Foreword Review — July / Aug 2009
“True adventures come without safety nets,” writes award-winning journalist Lucinda Fleeson as she trades her staid East coast life for a Hawaiian adventure. Fleeson moves to Kauai to serve as fundraiser for the National Tropical Botanical Garden (NTBG), a 100-acre parcel so rich in botanical treasures it would make any gardeners heart dance. Here are rare tropical plants, cliffs of molten lava, and spectacular beaches which Fleeson explores on foot, on horseback, and by racing canoe. Surely this is paradise!
But paradise has its poisons, too, as Fleeson soon learns. Upon her arrival, the NTBG staff does not shower Lucinda with Hawaiian leis; instead, they give her a vermin-infested shack and a broken-down car. She writes: “I rushed pell-mell into this momentous change and I am stuck with it, alone in the jungle, marooned in a filthy and dilapidated house. I am overwhelmed with loneliness and the feeling of having made bad choices in life.”
She confronts board members and donors who treat her with disdain and academics whose egos are so inflated they would rather see endangered species perish than capitulate to a rival. She is threatened by island families still engaging in ancient feuds. Nonetheless, under the visionary leadership of director William Klein, NTBG begins to flourish.
As the garden recovers, the author heals from old wounds and discovers fresh passions. Her newfound zest for life proves that “gardens are for growing people,” too.

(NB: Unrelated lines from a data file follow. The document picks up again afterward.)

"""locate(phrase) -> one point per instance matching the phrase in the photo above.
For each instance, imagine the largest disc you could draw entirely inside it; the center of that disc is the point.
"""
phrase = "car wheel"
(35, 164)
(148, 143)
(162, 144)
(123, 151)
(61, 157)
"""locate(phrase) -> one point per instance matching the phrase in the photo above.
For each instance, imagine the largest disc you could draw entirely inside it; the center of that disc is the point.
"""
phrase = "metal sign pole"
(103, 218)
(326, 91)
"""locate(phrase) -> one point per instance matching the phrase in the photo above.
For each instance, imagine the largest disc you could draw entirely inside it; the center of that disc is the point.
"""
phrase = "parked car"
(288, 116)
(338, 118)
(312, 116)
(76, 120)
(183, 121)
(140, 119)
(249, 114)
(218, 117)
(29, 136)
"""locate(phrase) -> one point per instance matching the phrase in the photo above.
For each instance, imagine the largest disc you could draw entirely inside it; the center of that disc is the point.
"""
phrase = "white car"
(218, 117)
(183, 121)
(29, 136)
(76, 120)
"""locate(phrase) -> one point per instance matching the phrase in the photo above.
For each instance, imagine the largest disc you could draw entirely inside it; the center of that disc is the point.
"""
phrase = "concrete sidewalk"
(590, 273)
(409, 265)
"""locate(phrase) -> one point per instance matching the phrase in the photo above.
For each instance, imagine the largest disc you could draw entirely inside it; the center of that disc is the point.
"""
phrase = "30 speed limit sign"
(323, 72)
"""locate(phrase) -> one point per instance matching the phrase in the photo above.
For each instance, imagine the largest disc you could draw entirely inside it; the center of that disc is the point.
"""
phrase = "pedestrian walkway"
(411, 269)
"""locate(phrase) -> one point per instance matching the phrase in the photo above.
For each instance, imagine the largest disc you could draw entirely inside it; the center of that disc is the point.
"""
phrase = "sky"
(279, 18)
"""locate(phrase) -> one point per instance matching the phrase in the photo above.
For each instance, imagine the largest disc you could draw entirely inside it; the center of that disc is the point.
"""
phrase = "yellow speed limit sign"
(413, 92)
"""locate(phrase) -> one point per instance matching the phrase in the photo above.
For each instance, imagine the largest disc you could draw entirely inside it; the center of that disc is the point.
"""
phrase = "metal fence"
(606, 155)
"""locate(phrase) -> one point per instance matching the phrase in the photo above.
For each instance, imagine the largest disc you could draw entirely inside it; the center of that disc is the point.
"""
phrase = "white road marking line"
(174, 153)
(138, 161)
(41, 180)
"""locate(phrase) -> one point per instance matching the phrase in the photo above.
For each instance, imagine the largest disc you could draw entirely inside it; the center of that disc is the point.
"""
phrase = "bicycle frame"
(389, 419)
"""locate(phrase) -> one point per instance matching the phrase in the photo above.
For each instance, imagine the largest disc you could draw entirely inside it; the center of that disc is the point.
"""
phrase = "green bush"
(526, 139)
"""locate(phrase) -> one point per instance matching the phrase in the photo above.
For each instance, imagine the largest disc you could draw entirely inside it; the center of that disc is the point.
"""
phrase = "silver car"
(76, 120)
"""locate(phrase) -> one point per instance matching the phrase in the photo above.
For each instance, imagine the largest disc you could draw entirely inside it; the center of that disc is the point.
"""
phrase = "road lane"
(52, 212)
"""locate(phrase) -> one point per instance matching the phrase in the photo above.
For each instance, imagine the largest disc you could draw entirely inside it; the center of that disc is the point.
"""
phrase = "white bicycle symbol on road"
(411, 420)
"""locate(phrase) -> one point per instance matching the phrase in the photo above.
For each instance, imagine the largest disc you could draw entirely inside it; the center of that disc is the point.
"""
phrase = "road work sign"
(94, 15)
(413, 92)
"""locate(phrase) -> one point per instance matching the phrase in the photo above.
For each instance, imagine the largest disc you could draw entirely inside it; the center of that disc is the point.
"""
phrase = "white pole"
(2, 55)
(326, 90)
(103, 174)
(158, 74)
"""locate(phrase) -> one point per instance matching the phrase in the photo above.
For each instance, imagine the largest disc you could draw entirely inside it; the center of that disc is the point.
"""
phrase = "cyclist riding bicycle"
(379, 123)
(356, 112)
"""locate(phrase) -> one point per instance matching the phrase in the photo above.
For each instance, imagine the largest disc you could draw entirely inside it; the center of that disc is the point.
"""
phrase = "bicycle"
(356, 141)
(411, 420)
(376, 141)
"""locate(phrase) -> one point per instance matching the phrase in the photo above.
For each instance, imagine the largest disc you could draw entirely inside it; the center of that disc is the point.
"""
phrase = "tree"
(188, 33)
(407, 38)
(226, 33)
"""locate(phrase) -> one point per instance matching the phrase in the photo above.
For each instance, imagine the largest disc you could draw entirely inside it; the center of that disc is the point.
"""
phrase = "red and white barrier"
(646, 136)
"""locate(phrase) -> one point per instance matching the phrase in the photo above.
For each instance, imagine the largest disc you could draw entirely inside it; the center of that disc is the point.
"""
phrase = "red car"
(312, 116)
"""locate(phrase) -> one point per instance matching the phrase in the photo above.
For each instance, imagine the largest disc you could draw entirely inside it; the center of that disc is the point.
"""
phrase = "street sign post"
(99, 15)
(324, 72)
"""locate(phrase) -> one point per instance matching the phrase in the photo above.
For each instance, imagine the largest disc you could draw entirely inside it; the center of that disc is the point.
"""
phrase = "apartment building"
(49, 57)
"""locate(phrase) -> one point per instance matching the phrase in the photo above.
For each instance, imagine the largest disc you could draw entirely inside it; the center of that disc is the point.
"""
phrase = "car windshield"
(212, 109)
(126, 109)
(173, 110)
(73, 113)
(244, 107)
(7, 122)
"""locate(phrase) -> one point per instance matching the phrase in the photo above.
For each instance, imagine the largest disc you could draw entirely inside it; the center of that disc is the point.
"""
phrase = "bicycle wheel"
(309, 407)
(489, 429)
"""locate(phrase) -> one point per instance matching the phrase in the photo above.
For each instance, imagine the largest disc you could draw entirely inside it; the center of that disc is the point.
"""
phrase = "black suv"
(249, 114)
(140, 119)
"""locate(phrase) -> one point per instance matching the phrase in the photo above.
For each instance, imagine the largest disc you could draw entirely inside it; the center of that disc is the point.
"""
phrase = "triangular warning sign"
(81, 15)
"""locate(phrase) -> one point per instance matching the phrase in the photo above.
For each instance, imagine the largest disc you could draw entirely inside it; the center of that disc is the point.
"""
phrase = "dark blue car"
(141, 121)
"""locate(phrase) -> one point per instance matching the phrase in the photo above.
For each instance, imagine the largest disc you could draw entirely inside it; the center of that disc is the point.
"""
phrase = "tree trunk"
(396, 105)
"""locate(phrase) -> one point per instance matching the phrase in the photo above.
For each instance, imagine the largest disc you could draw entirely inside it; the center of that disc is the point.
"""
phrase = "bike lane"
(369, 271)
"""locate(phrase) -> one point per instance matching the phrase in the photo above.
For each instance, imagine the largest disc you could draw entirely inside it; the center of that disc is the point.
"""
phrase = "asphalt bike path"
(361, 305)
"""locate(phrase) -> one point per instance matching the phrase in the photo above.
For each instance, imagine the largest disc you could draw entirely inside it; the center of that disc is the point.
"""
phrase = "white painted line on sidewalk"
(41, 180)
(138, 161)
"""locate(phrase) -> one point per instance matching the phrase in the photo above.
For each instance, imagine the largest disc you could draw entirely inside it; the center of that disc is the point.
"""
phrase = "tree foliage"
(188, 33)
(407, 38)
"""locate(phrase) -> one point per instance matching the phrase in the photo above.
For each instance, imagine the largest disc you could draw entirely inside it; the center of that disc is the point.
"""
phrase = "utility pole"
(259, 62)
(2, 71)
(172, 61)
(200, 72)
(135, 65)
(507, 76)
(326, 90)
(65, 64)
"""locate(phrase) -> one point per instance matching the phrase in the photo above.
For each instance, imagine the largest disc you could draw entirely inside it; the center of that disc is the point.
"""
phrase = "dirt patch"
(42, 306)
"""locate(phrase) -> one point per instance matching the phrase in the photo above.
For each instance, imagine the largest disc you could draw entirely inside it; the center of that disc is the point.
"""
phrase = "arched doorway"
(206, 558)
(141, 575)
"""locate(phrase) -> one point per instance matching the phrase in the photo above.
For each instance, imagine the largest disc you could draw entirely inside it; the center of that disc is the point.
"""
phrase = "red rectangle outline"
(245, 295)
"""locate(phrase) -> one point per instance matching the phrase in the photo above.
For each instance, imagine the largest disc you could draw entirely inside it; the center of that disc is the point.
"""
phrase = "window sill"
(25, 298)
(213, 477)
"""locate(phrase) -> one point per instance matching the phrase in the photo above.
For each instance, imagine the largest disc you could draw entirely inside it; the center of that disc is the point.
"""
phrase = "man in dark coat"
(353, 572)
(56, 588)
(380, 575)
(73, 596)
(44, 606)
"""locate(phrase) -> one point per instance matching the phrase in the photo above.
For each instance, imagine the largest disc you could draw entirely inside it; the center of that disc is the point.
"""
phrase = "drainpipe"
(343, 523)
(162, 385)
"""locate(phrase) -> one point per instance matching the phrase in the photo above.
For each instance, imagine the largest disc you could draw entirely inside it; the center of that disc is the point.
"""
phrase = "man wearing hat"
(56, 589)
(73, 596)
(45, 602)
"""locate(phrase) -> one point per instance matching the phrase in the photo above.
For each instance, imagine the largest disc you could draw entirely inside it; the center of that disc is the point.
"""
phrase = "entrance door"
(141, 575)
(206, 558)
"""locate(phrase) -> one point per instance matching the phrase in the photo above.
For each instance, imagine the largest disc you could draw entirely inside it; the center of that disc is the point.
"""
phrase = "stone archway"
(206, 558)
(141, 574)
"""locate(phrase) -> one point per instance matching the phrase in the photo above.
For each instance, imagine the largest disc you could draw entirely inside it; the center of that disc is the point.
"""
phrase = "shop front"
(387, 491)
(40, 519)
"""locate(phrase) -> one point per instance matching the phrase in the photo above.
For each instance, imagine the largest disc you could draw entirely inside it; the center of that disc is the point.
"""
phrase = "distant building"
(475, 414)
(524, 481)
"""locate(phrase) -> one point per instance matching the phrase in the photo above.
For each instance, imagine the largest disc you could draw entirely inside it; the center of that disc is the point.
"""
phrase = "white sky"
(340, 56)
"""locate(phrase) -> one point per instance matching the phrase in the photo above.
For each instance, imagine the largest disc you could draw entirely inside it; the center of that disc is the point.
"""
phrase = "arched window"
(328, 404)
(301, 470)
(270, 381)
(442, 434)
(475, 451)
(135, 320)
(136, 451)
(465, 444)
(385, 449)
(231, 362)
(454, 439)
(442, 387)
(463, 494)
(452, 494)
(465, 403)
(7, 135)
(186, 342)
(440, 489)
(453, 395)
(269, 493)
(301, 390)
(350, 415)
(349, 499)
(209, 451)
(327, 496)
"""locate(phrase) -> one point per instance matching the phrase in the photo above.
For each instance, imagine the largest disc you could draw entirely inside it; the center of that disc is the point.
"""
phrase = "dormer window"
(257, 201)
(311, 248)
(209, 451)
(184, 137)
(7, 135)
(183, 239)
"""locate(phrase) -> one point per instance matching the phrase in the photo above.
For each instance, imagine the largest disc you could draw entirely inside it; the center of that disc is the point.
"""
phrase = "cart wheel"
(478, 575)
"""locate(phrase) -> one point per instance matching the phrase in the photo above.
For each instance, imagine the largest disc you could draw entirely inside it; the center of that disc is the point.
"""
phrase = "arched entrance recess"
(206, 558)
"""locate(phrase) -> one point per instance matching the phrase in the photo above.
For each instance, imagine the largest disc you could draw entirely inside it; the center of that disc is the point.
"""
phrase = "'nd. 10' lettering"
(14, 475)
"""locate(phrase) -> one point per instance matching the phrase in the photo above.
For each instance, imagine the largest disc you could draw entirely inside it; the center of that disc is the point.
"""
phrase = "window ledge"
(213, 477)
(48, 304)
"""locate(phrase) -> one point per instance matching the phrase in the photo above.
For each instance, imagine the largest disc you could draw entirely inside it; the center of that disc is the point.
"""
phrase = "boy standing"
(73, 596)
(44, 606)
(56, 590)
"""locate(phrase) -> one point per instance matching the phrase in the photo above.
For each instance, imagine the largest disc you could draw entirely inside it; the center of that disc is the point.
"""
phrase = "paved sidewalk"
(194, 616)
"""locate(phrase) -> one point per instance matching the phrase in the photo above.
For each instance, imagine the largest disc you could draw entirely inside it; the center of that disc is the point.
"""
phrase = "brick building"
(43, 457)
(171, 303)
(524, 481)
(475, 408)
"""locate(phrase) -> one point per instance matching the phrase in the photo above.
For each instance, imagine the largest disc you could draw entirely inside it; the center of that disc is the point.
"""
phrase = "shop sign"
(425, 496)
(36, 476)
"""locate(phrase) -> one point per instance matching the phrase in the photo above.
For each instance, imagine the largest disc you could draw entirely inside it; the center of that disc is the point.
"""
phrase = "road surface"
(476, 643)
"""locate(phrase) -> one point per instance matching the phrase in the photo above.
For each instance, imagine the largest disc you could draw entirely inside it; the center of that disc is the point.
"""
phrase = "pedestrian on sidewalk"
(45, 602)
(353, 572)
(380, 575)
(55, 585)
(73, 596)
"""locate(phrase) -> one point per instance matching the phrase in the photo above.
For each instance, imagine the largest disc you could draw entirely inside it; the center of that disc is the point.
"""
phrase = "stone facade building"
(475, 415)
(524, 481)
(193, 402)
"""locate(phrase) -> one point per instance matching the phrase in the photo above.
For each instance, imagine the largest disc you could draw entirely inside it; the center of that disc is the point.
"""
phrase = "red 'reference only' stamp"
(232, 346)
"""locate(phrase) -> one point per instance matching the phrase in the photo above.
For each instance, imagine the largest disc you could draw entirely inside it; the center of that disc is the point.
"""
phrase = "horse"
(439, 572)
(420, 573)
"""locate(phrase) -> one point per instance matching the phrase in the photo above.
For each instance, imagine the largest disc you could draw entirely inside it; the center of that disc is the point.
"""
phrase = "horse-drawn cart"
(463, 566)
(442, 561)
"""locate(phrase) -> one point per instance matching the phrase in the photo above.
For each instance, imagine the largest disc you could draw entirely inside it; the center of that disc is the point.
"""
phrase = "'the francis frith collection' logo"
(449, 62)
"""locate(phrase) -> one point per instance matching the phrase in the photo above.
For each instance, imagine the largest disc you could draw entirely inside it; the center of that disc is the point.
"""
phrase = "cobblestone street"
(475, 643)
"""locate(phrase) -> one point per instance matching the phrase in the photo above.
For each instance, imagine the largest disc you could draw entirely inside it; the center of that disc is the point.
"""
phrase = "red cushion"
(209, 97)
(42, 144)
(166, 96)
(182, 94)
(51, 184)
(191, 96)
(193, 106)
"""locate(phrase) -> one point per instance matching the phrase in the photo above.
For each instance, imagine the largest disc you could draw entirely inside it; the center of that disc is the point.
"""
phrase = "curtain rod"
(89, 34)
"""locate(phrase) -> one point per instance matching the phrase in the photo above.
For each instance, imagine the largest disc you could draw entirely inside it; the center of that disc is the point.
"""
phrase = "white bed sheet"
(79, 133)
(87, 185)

Fleeson describes her adventures with a journalists even hand, but she does not shy away from controversy. When writing about the tumultuous development of the garden, she tells tales and names names. Thus, Waking Up in Eden is more than simply memoir or adventure tale. Fleesons account is both a refresher course in history, sociology, and anthropology, and a wake-up call to those who care about conserving the earths endangered flora and fauna. Included are commentaries on topics as diverse as Hawaii itself: Darwins theory of evolution; the bombing of Pearl Harbor; the formation of archipelagos; fossils remains from the Kawai sinkhole; Hawaiian culinary history; the influential, gay Allertons of Chicago; and wild, celebrity-filled parties held at the Allerton Gardens on Kawai.
Waking Up in Eden is a book for the Renaissance person who enjoys savoring an experience, even vicariously, and the gardener who revels in cultivating beauty.